Every time i use a public restroom, no matter where it is- an airport, a restaurant, a school, bar, hair salon, you name it, every time i finish washing/drying my hands, i use the paper towel to wipe down and dry the whole sink, including the soap dispenser, the faucet and the counter area surrounding the sink. To this day, i still do this, as others using the restroom look on in bemusement.
. . . and I’m wondering if anybody else still does this?
Ha ha! Really?! I went to boarding school as a young boy. The Royal Masonic school no less. The ‘rest room’ for the 45 boys in my ‘house’ consisted of two toilets, the seats of which had been pickled in urine for nigh on 70 years. The cistern for flushing each one was seven feet above one’s head, operated by a rusted chain, at the bottom of which, was a wrinkled, cracked, caked and hardened piece of India rubber with which to pull the chain. Needless to say, the water pressure of a couple of gallons of water released from seven foot high, was enough to wash away anything inserted into the bowl….except for the paper of course, which was Isal, made of some sort of waxed shiny, paper, totally impervious to the job for which it was intended and ultimately was more of a torture than a relief to use. The stench emanating from those toilets equalled the Somme battlefields on a hot summers day as 20,000 corpses rotted away on the blood-soaked fields.
The floor of course, was marble. Not to the Watchtower standard of course in their posh new building, but marble none the less. It had to be, swimming as it was in urine. Though there was a slab of marble screen between the two toilets, there was no door on the cubicle, though thankfully, a door to the room itself which housed these thrones of humiliation. The door handle was a beautiful example of late Victorian brass casting and had every appearance, even to my young eyes, of a serious threat to biological hygiene, harbouring as it did in its numerous embellishments of pattern, an incalculable host of disease and decay, excrement and various other excreta, too numerous to mention here. In short, even to the most hardened of children, these toilets by their stench alone, imbued the user with a sense terminal hygienic contamination.
The sinks with which to wash one‘s hands were in another room. There were about 50 of them, one for each inmate, and each one loaded with a bar of pure carbolic, with which to cleanse the hands, that dissolved the flesh, caused serious skin burns and cracked the skin. I still have the scars over my knuckles to this day. The sense of achieving cleanliness was unfortunately pro-rata to the sense of contamination, so hand washing could go on for untold periods of time as the carbolic dissolved away the skin.

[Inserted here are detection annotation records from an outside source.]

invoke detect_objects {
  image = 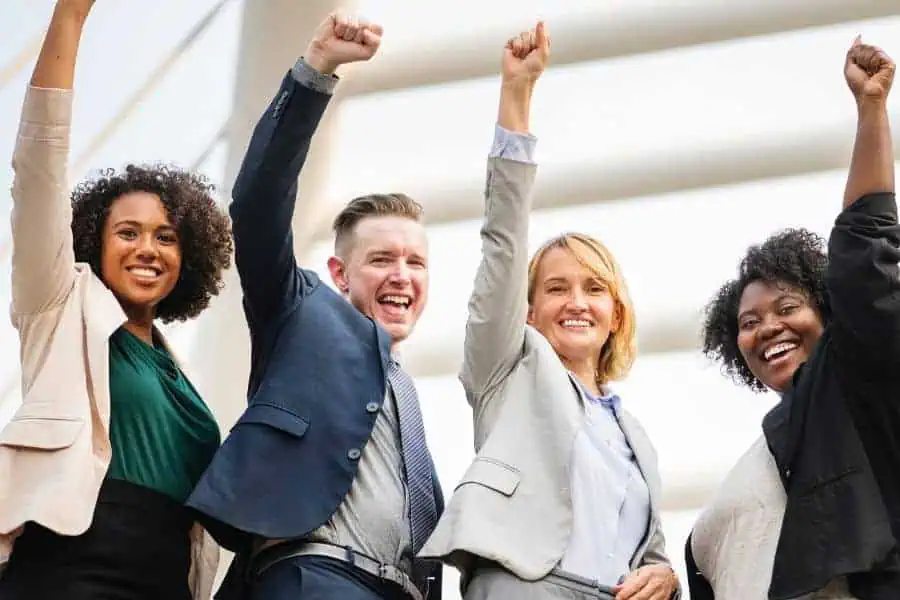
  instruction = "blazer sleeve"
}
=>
[230,73,331,324]
[11,86,75,324]
[825,193,900,372]
[460,158,537,408]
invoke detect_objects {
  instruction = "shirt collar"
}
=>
[569,373,622,414]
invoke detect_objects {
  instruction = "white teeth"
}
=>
[763,342,797,360]
[381,296,409,306]
[563,319,591,327]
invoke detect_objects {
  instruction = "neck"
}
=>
[123,310,154,346]
[560,357,602,396]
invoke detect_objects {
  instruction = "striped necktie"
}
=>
[388,361,437,555]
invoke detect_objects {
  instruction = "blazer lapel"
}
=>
[618,410,662,514]
[82,274,127,428]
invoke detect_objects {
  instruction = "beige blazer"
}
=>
[0,87,219,600]
[421,158,668,580]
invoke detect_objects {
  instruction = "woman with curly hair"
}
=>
[0,0,232,600]
[685,39,900,600]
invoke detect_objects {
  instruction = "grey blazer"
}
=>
[420,158,669,580]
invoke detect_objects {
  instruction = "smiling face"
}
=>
[737,281,824,392]
[528,247,618,364]
[101,192,181,318]
[328,215,428,343]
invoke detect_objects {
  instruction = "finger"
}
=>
[616,569,648,600]
[334,17,347,40]
[512,37,525,58]
[362,29,381,49]
[534,21,550,52]
[365,23,384,37]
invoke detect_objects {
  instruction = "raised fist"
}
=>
[844,37,896,103]
[502,21,550,83]
[304,11,383,74]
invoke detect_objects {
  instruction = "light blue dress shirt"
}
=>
[559,377,650,585]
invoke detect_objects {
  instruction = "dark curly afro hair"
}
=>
[72,165,233,323]
[703,229,831,392]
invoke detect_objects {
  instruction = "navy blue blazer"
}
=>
[187,73,443,598]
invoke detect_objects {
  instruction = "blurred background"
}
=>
[0,0,900,598]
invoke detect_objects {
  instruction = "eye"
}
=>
[738,318,759,331]
[778,304,800,315]
[156,231,178,244]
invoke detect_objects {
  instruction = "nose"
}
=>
[759,316,784,340]
[569,288,588,312]
[137,234,159,260]
[389,260,410,285]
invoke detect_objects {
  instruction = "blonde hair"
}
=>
[528,233,637,385]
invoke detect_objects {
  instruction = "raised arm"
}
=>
[230,12,381,323]
[460,23,550,408]
[12,0,94,315]
[844,38,895,209]
[826,40,900,366]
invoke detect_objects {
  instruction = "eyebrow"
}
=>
[113,219,178,231]
[737,291,806,321]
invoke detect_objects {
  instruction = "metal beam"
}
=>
[306,110,900,241]
[343,0,900,94]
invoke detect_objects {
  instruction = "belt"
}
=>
[251,541,425,600]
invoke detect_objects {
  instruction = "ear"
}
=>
[609,300,625,335]
[328,256,350,296]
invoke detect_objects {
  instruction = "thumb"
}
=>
[534,21,550,57]
[363,29,381,48]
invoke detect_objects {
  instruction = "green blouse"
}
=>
[107,327,220,502]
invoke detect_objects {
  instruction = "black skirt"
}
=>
[0,479,192,600]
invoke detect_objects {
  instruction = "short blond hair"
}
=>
[528,233,637,385]
[331,193,424,258]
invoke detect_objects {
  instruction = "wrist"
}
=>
[500,76,537,98]
[303,44,340,75]
[856,96,887,118]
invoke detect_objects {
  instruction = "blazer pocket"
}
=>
[456,456,521,497]
[235,403,309,438]
[0,402,84,450]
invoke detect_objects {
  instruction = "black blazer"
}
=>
[685,193,900,600]
[188,74,443,600]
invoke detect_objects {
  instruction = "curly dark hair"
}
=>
[703,229,831,392]
[72,164,234,323]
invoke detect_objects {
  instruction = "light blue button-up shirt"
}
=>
[482,125,650,585]
[559,378,650,585]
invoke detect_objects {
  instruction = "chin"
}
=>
[379,322,412,342]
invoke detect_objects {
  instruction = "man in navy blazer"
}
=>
[188,12,443,600]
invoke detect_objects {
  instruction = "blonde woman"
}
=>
[422,24,679,600]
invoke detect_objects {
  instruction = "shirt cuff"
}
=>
[291,56,339,96]
[490,125,537,164]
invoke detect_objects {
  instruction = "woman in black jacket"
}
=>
[686,39,900,600]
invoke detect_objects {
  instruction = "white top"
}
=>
[559,386,650,585]
[691,436,855,600]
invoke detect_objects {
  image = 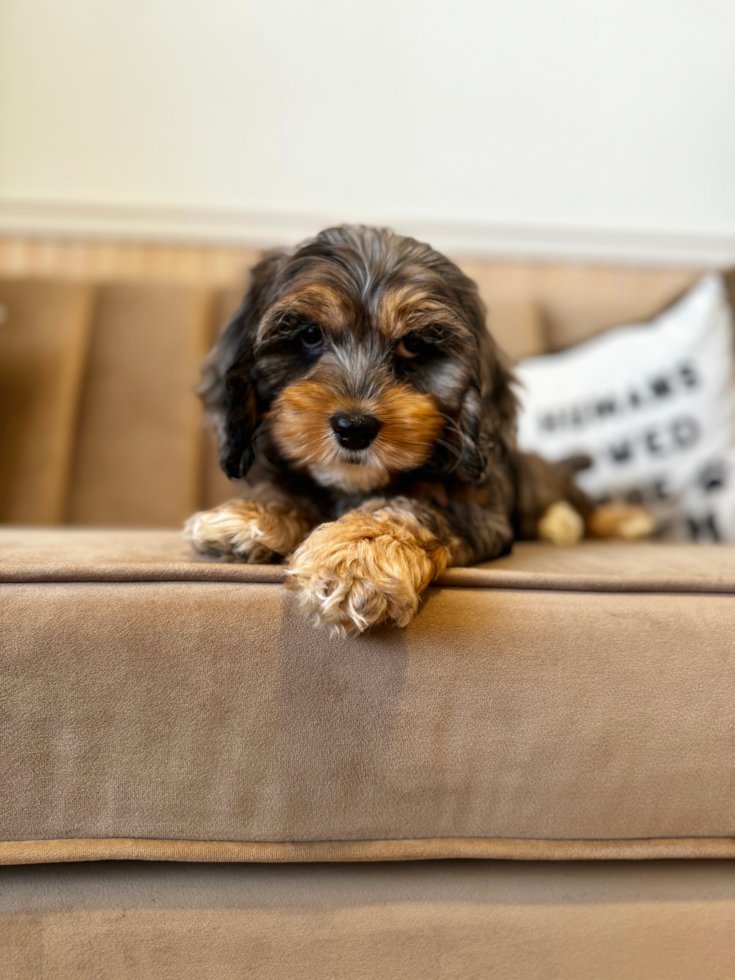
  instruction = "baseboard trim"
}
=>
[0,199,735,267]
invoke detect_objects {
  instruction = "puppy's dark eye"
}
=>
[396,333,430,360]
[299,323,327,354]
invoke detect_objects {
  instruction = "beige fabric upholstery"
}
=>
[0,861,735,980]
[0,530,735,860]
[0,258,712,527]
[0,281,92,524]
[69,286,211,527]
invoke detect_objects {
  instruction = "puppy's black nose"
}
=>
[329,412,380,449]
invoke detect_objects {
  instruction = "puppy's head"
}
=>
[200,227,515,493]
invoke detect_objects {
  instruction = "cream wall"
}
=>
[0,0,735,262]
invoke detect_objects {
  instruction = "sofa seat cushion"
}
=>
[0,529,735,863]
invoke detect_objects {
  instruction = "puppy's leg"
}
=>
[587,504,656,541]
[287,501,451,635]
[184,484,315,565]
[515,453,656,545]
[286,497,512,635]
[536,500,584,545]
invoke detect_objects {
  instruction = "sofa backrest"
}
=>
[0,240,697,527]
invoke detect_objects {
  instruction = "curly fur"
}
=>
[185,226,651,634]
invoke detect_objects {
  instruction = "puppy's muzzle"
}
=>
[329,412,380,450]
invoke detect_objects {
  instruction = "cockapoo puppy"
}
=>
[185,226,651,633]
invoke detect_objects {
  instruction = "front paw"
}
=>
[286,512,447,636]
[184,500,311,565]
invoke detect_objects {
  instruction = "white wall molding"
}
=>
[0,199,735,267]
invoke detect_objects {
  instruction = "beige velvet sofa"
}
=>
[0,249,735,980]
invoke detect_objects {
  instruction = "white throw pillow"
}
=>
[517,275,735,541]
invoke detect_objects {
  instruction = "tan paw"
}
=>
[184,500,311,565]
[587,504,656,541]
[287,511,447,636]
[537,500,584,546]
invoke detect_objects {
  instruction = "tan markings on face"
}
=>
[377,284,462,341]
[269,378,444,493]
[258,282,354,343]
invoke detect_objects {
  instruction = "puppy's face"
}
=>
[198,228,516,493]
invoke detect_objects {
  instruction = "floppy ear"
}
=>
[197,253,285,480]
[456,308,518,483]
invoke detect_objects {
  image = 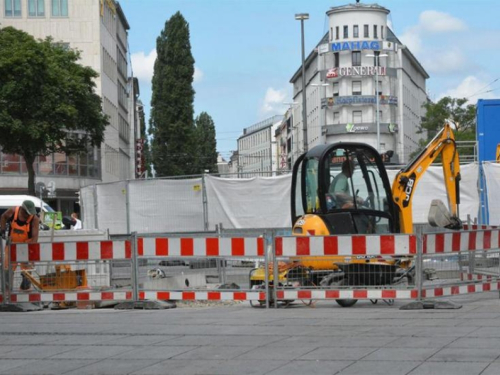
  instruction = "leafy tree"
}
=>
[195,112,217,173]
[0,27,108,195]
[150,12,197,176]
[411,96,476,157]
[139,104,151,176]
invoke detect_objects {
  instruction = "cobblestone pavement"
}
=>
[0,292,500,375]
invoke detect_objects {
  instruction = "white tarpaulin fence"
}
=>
[129,178,204,233]
[483,162,500,225]
[206,175,292,228]
[81,164,484,234]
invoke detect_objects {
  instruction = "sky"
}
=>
[119,0,500,160]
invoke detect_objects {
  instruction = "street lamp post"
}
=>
[295,13,309,152]
[366,54,389,153]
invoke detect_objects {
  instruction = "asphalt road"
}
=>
[0,292,500,375]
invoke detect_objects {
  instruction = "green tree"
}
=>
[0,27,108,195]
[411,96,476,157]
[139,105,151,176]
[195,112,217,173]
[150,12,197,176]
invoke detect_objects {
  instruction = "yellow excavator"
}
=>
[250,124,462,307]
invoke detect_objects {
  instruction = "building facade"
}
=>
[238,115,283,177]
[0,0,139,214]
[290,3,429,163]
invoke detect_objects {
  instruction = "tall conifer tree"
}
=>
[195,112,217,173]
[150,12,197,177]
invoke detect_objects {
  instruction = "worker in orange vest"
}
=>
[0,200,40,289]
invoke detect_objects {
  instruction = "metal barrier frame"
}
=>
[0,227,500,308]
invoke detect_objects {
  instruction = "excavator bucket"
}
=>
[428,199,462,229]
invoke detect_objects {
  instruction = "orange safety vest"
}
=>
[10,207,33,243]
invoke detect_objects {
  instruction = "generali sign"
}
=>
[326,66,387,78]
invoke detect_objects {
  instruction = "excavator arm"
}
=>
[392,124,462,233]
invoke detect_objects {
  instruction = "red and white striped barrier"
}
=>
[139,291,266,301]
[10,241,132,262]
[460,272,498,281]
[276,234,417,256]
[276,289,418,300]
[137,237,264,257]
[423,230,500,254]
[10,291,132,303]
[463,224,498,230]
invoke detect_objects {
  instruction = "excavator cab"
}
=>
[291,142,399,236]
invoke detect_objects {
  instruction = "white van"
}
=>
[0,195,62,229]
[0,195,55,215]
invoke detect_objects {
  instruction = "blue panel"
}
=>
[477,99,500,162]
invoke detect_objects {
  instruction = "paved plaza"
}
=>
[0,292,500,375]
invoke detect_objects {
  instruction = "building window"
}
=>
[352,51,361,66]
[333,112,340,124]
[352,111,363,124]
[333,82,339,96]
[352,81,361,95]
[28,0,45,17]
[373,51,380,66]
[52,0,68,17]
[5,0,21,17]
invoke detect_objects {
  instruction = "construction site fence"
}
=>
[0,227,500,307]
[80,163,488,235]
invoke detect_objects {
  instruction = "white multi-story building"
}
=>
[238,116,283,177]
[0,0,139,214]
[288,3,429,163]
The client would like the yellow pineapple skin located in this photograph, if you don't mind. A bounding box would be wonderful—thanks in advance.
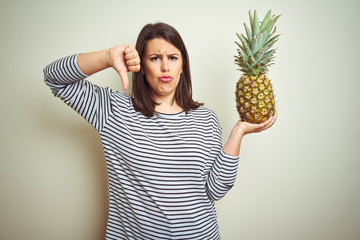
[235,74,276,124]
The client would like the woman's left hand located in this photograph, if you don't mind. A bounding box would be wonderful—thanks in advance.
[235,113,277,135]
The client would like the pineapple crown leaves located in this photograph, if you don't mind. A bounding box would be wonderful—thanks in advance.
[235,10,280,75]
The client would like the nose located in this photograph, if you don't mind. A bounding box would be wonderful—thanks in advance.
[161,58,169,72]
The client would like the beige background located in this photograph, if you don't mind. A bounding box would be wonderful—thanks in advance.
[0,0,360,240]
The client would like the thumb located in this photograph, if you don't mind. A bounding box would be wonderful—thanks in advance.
[118,71,129,90]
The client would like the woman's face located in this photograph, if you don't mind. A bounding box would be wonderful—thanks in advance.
[142,38,183,101]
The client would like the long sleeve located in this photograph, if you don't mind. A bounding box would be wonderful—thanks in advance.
[205,116,239,200]
[44,54,111,131]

The happy outcome was of course, to train the body into an extended routine of abstinence from such horrors, and I was successful in disciplining my body to a 48 hour routine. This of course halved my attendance on nature for the whole school term, and no doubt preserved my health. I know some boys resorted to using the drain in the shower room attached to the gymnasium as the lesser of the evil options open to us.
Anyway, my point is simply this. To this day I can enter and exit a public ‘restroom’ should the need arise (I do love American euphemism. Such public rooms are indescribable rather than restful), without touching a single surface, let alone actually attempting to clean the sink. In this case, the biblical description of faith is pertinent. ‘The assured expectation of things hoped for, but not yet beheld.’ What you hope has not been put down the sink you are attempting to clean, certainly has! Forget about the sink, just be grateful you got out alive!